New York has settled a class action lawsuit for $14 million after reportedly issuing tens of thousands of improper citations to truck drivers in what has been called a “massive parking ticket scandal.”
Lawsuit: New York Tried To Raise Revenue With Parking Ticket Scheme
According to the suit, New York attempted to raise revenue by allowing delivery truck drivers to enroll in the little known “Stipulated Fine Program”, which was supposed to give them special privileges. Those privileges included exemption from paying for double parking tickets. It also qualified them to pay reduced fines for other violations.
New York Hits Truck Drivers With 60,000 Parking Tickets That Should Not Have Been Written
Enrollment for the Stipulated Fine Program began in 2004, but the lawsuit alleges that in 2006, New York traffic police started issuing double parked trucks $40 tickets for lane obstruction — an offense that was not covered under the Stipulated Fine Program. The lawsuit says that police dolled out 60,000 lane obstruction tickets costing truck drivers $5 million between 2006 and 2010 as part of a “revenue raising scheme”. Worse, truckers enrolled in the program waived their rights to a hearing to fight the tickets.

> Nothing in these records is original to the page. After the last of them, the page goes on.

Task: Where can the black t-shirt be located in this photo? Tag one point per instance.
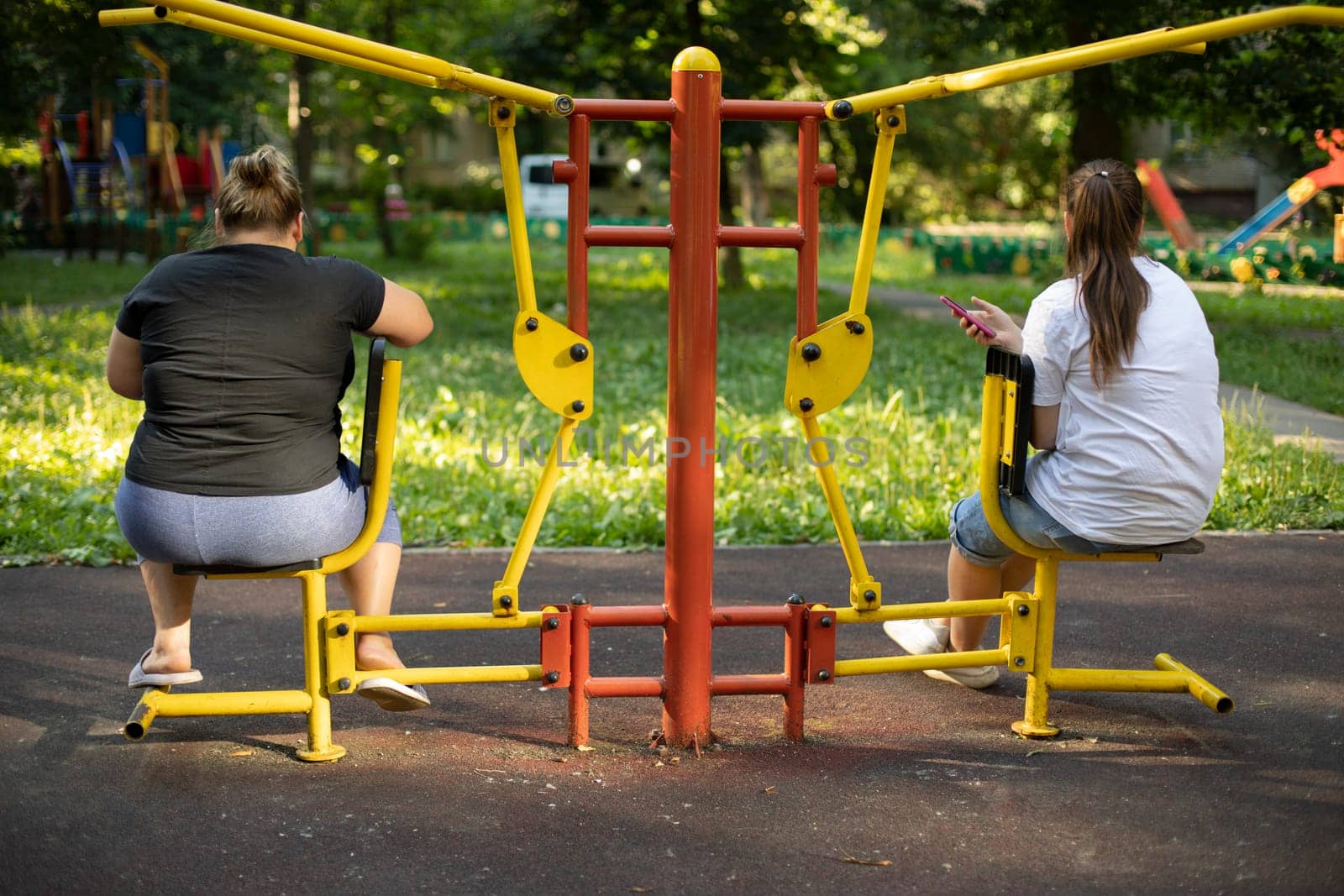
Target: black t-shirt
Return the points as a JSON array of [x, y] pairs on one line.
[[246, 352]]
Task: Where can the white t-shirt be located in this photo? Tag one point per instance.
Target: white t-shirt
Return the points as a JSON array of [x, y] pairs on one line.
[[1139, 461]]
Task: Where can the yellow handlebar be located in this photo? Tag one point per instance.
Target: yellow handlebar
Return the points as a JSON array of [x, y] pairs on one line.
[[1189, 39], [322, 43]]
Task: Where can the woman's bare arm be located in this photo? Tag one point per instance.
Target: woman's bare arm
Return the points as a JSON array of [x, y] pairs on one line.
[[125, 369], [405, 320], [1045, 426]]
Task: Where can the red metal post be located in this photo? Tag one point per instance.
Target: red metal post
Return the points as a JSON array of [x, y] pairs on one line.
[[692, 352], [578, 219], [810, 223], [580, 672], [795, 669]]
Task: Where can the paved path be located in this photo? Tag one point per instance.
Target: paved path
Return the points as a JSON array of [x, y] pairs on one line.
[[1289, 421], [477, 794]]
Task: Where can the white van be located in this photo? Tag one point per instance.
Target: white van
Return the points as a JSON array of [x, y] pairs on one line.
[[613, 188]]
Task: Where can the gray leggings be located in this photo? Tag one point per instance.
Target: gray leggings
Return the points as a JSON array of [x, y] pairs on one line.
[[269, 530]]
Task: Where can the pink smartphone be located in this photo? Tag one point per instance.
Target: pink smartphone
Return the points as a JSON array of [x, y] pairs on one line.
[[961, 312]]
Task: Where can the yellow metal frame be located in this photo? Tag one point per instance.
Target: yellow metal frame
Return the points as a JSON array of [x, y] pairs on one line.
[[557, 364], [322, 43], [313, 700], [1189, 39], [826, 382], [998, 405], [846, 343]]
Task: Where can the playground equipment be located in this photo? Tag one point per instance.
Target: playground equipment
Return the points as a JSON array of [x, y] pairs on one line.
[[124, 170], [826, 364], [1164, 202], [1297, 195], [375, 472]]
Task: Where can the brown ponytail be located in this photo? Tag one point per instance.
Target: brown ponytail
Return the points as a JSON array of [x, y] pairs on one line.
[[260, 194], [1106, 207]]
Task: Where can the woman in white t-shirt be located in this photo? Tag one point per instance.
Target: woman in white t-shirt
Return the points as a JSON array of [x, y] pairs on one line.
[[1126, 414]]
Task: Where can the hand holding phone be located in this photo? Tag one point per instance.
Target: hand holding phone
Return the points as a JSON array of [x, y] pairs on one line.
[[963, 313]]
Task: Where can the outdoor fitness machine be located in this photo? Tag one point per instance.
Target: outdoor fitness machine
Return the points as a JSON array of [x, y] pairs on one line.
[[826, 364]]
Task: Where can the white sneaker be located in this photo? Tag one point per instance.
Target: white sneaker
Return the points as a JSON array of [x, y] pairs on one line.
[[918, 637], [974, 678], [922, 637]]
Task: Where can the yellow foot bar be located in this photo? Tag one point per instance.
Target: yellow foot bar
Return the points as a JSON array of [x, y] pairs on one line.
[[225, 703], [1169, 678], [444, 622], [879, 665], [925, 611], [454, 674], [1200, 685]]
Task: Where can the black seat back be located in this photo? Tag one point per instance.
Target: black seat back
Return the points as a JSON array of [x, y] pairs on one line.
[[1019, 376], [373, 398]]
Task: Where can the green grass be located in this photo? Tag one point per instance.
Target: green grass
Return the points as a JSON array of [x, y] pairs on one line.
[[65, 436], [47, 278]]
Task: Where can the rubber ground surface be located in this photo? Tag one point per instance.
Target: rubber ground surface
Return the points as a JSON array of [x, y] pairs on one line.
[[904, 783]]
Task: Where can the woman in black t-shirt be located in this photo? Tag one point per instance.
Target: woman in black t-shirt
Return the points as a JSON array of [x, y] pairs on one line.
[[241, 355]]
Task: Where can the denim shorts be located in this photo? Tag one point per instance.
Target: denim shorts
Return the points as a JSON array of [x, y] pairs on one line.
[[265, 530], [976, 542]]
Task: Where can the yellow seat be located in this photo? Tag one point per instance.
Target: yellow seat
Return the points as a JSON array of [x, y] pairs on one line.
[[1005, 422], [375, 463]]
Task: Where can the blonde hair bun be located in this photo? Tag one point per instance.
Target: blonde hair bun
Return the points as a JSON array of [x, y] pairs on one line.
[[261, 192]]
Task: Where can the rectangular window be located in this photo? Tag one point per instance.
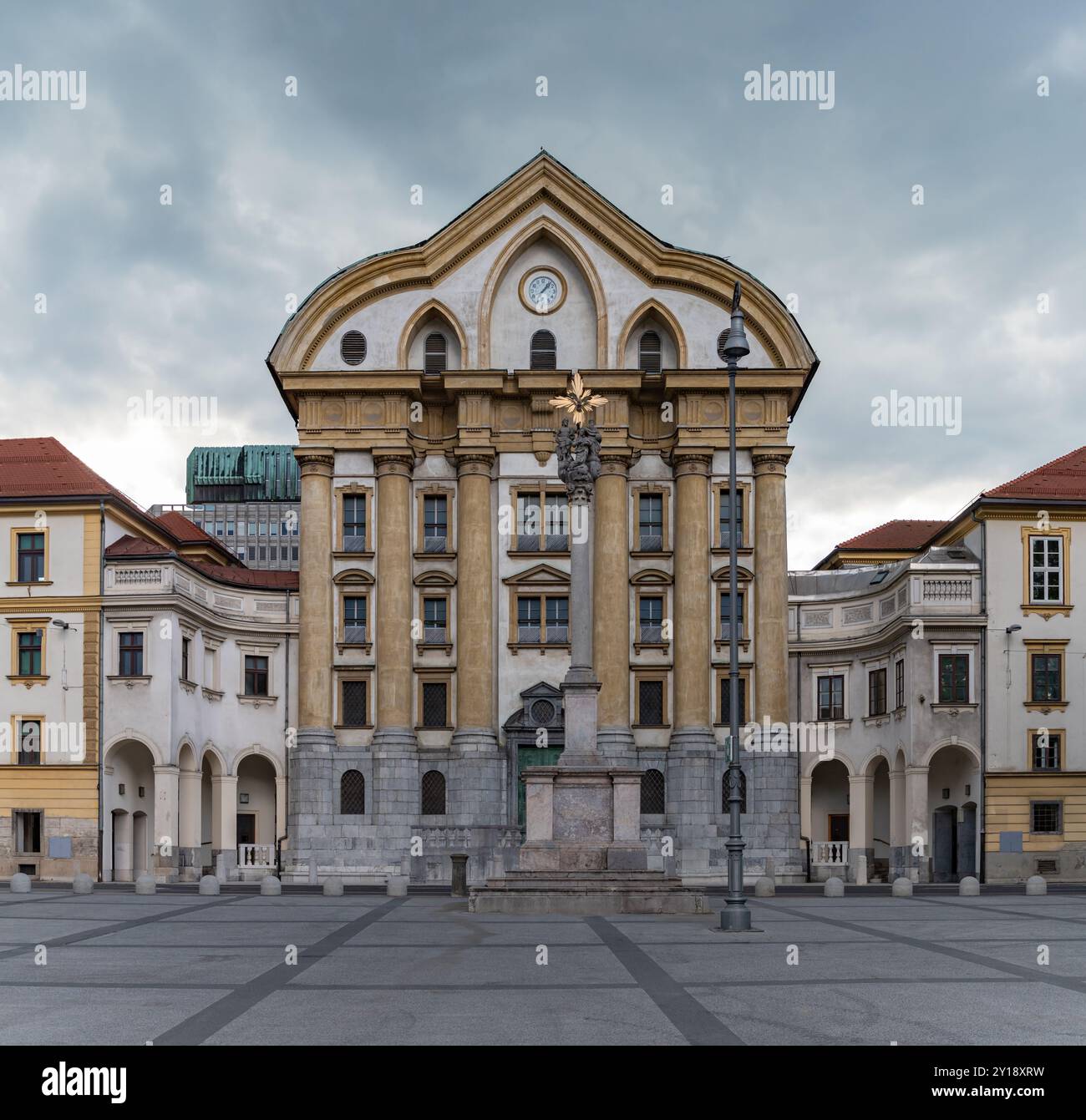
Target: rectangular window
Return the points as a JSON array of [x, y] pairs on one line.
[[354, 703], [1047, 817], [131, 654], [29, 742], [1046, 751], [1046, 569], [727, 615], [727, 700], [435, 523], [876, 692], [256, 677], [832, 697], [954, 677], [32, 558], [27, 828], [650, 703], [29, 653], [435, 703], [1046, 677], [650, 523], [435, 621], [652, 616], [725, 506]]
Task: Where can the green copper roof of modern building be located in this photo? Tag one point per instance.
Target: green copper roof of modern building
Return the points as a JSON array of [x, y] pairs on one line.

NYTDA: Officials Caught “Red-Handed” In “Scandal”
New York did not admit to wrong-doing during the settlement, but according to New York Trucking and Delivery Association chairman Ken Thorpe, the fact that they settled for such a large sum is telling: “While the city admitted no liability in the settlement, it is a safe bet that they did not pay $14 million to return parking ticket money if the traffic division had not been caught red-handed in a massive parking ticket scandal.”
“We believe the proposed settlement is in the best interest of all parties,” said a spokesperson for the city.